Twinkle | Digital Commerce

Eyetracking: de stand van zaken

2017-05-26
  • 6:48

De voor- en nadelen van de meettechniek

Zo'n anderhalf jaar geleden introduceerde de huidige wereldmarktleider Tobii de nieuwste generatie eyetrackers. Deze tool maakt het mogelijk om de ogen van webgebruikers te volgen zonder dat ze het merken. Daarnaast is er steeds betere software beschikbaar voor registratie en analyse. Dat alles maakt eyetracking geschikt voor observatie en analyse van gedrag van sitebezoekers. Zodat u uw site kunt optimaliseren en conversies kunt verhogen. Na ruim een jaar van eyetracking-analyses maken we de tussenbalans op.

Tekst: Ronald Verschueren

Een eyetracker registreert waar de deelnemer in het onderzoek op focust. De computer 'weet' dus waarnaar de deelnemer kijkt op een website en kan daar een heleboel informatie uit afleiden: hoelang kijkt hij, hoe vaak en in welke volgorde. Maar wat doen we met die wetenschap?

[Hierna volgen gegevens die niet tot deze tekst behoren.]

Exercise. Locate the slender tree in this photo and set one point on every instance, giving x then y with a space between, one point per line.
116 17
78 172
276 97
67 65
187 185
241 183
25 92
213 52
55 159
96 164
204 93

'Lang' impliceert een tijdmeting. Tijdmetingen kunnen van belang zijn om te bepalen hoe snel iemand taken kan voltooien en hoe groot de interesse van de onderzoeksdeelnemers is. De snelheid waarmee iemand taken op een site kan voltooien is niet altijd het belangrijkste; een internetter oriënteert zich met plezier op een reis en neemt de tijd om een huis te zoeken. De kijktijd zou een indicatie voor belangstelling zijn, hoewel we dat wel met enige voorzichtigheid moeten hanteren, zo blijkt ook verderop.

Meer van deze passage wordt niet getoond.